After the conquest of the cities of the Chalcidian League by Philip II of Macedonia , the Athenian clergy were expelled from Olynthus . After the Lamian War , the Athenian clergy were largely expelled from the island colonies by the Macedonian ruler Antipatros and his successors. B. from Samos .

Hellenism

New clergy also arose in Hellenism , but here it was mainly Macedonian mercenaries from the armies of the Diadochi who were settled.

Egypt

Macedonian clergy were also settled in the Egyptian Ptolemaic Empire , where they were also called Katoks . Clergy land was created because the Macedonian mercenaries could not be kept under arms permanently. However, they were not grouped together in separate colonies here, but rather settled in existing Egyptian villages: the kings gave land to men who temporarily served them as soldiers in exchange for lease and tax payments, which were to revert to the crown when the clergy died , but were often rented out during their absence. The Macedonian clergy, usually experienced in agricultural techniques, were responsible for the regular cultivation of the fields and were closely controlled; however, they were freer than the other king peasants. In the course of time, a kind of lower landed gentry developed out of the Katoks, who inherited their lands.

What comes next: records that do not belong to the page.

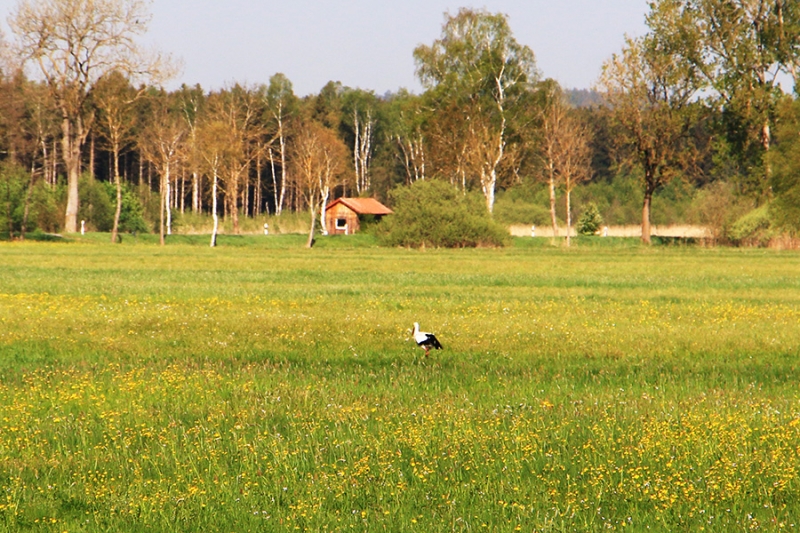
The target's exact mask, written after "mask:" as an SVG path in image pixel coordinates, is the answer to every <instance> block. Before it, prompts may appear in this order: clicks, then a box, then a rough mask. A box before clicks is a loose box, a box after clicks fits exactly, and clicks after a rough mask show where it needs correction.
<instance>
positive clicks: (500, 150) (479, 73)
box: [414, 8, 537, 213]
mask: <svg viewBox="0 0 800 533" xmlns="http://www.w3.org/2000/svg"><path fill="white" fill-rule="evenodd" d="M414 58H415V60H416V64H417V76H418V77H419V78H420V81H421V82H422V84H423V86H424V87H425V88H426V89H428V90H432V89H436V91H437V92H439V94H441V95H442V97H443V98H444V99H450V100H455V101H457V102H461V103H463V104H464V105H466V106H467V107H468V108H470V109H471V110H473V111H478V112H480V113H481V114H484V115H485V117H486V121H484V124H485V125H486V126H487V129H486V131H485V132H482V133H487V134H489V138H487V139H485V142H482V143H481V147H482V156H481V160H480V162H479V163H478V165H479V168H478V169H476V170H477V172H476V173H477V174H478V175H479V176H480V179H481V184H480V185H481V190H482V191H483V194H484V197H485V199H486V208H487V209H488V210H489V212H490V213H491V212H492V210H493V208H494V199H495V192H496V188H497V183H498V173H499V171H500V169H501V166H502V164H503V162H504V158H505V157H506V156H507V148H508V143H509V130H510V126H511V125H510V122H511V121H512V120H513V116H514V115H515V113H516V111H517V110H518V108H517V106H516V104H517V103H518V101H519V99H520V96H521V95H522V94H523V93H524V92H525V91H527V90H528V89H529V87H530V84H531V83H532V82H533V81H535V79H536V77H537V72H536V68H535V62H534V56H533V52H532V51H531V49H530V48H528V47H527V46H524V45H521V44H519V43H518V42H517V41H516V39H515V38H514V36H513V34H512V32H511V28H510V26H509V24H508V19H507V17H506V16H505V15H503V14H491V13H488V12H487V11H485V10H473V9H467V8H462V9H461V10H459V12H458V13H457V14H456V15H447V16H446V17H445V23H444V26H443V27H442V36H441V38H440V39H437V40H436V41H434V43H433V45H431V46H426V45H421V46H419V47H417V48H416V49H415V50H414ZM463 127H464V128H468V124H466V123H465V124H464V125H463Z"/></svg>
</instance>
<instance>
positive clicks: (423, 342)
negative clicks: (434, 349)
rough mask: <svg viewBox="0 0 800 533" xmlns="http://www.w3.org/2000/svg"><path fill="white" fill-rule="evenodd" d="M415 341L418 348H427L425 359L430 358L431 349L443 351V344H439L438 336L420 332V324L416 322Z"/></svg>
mask: <svg viewBox="0 0 800 533" xmlns="http://www.w3.org/2000/svg"><path fill="white" fill-rule="evenodd" d="M414 341H415V342H416V343H417V346H421V347H423V348H425V357H428V352H430V351H431V348H434V349H436V350H441V349H442V343H440V342H439V339H437V338H436V335H434V334H433V333H428V332H427V331H420V330H419V323H418V322H414Z"/></svg>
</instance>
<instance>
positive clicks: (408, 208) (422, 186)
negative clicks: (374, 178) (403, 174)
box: [376, 180, 510, 248]
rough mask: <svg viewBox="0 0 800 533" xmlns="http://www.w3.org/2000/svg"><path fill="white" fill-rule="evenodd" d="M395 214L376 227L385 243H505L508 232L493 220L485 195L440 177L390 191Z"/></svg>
mask: <svg viewBox="0 0 800 533" xmlns="http://www.w3.org/2000/svg"><path fill="white" fill-rule="evenodd" d="M390 197H391V199H392V200H393V204H394V206H393V210H394V215H390V216H388V217H386V219H385V220H384V221H383V222H382V223H381V224H380V226H379V227H378V228H377V229H376V234H377V237H378V240H379V242H380V243H381V244H383V245H386V246H411V247H437V248H438V247H441V248H465V247H476V246H504V245H505V244H507V243H508V242H509V241H510V237H509V235H508V232H507V231H506V230H505V228H503V227H502V226H501V225H499V224H498V223H496V222H494V221H493V220H492V218H491V216H490V215H489V212H488V211H487V210H486V205H485V204H484V201H483V197H482V196H478V195H474V194H463V193H462V192H460V191H458V190H456V189H455V188H453V187H452V186H451V185H449V184H447V183H445V182H442V181H437V180H426V181H418V182H416V183H414V184H413V185H411V186H410V187H399V188H397V189H394V190H393V191H392V192H391V194H390Z"/></svg>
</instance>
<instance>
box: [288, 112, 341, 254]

Important civilian employees and military leaders were given larger goods as revocable gifts, the so-called Doreai . Since the end of the 3rd century BC BC Egyptians who were fully fit for military service were increasingly supplied with clerical land. In addition, the ancient Egyptian practice continued that the Egyptian militia members who were only called up in an emergency were provided with smaller landless people.

In Libya, under the Ptolemies, Jews were also provided with land as clergy in military settlements.

Seleucid Empire

In the Seleucids , the proportion of mercenaries was still higher than under the Ptolemies. Here (apart from the possibility of temporarily billeting large units of troops, which must be considered separately), Macedonian and other mercenaries were settled on a large scale in city-like colonies and provided with land. These settlements served the kings as a recruitment reservoir. Some Athenian clergy islands also took an oath on the Seleucid kings.

literature

  • Jack Cargill: Athenian settlements of the fourth century BC Leiden 1995.
  • Eberhard Erxleben : The clergy on Euboea and Lesbos and the methods of Attic rule in the 5th century, in: Klio 57 (1975), no. 1, pp. 83-100.
  • Christian Igelbrink: The clergy and apoics of Athens in the 6th and 5th centuries BC Legal forms and political functions of the Athenian foundations , Berlin 2015.
  • Alfonso Moreno: Feeding the Democracy. The Athenian Grain Supply in the Fifth and Fourth Centuries BC , Oxford u. a. 2007, esp. Pp. 77-143.
  • Alfonso Moreno: 'The Attic Neighbor'. The Cleruchy in the Athenian Empire, in: Interpreting the Athenian Empire , ed. by John Ma u. a., London 2009, pp. 211-221.
  • Nicoletta Salomon: Le cleruchie di Atene , Pisa 1997.
  • Fritz Uebel: The clergy of Egypt among the first six Ptolemies . Berlin 1968.
  • Karl-Wilhelm Welwei : The Greek Polis , 2. Erw. Stuttgart 1998 edition.
  • Karl-Wilhelm Welwei and Walter Ameling: Kleruchoi, in: Der Neue Pauly , Vol. 6, Stuttgart 1999, Col. 598-601.

Web links

Remarks

  1. ^ Moreno: Feeding the Democracy , p. 140.
  2. ^ Moreno: Feeding the Democracy , p. 339; Cargill: Athenian Settlements , pp. 1-8, 12-21; Welwei / Ameling: Kleruchoi, here Sp. 598 f.
  3. Hdt. 5.77 (Chalkis), Thuk. 1,114.3 (Hestiaia), Thuk. 1.98.1 f. (Skyros), Thuk. 3.50.1 f. (Lesbos), Thuk. 5,116.3 f. (Melos)
  4. Welwei, The Greek Polis , pp. 214, 249. Cf. also Cargill, Athenian settlements , for the period of the 4th century and the second confederation.
  5. Welwei, The Greek Polis , pp. 214, 267.
  6. See Fritz Uebel; also Michael Rostovtzeff: Social and economic history of the Hellenistic world. Volume 1. Darmstadt 1998, p. 221 ff.
  7. Hans-Joachim Gehrke: History of Hellenism. Berlin, New York 2008, p. 57.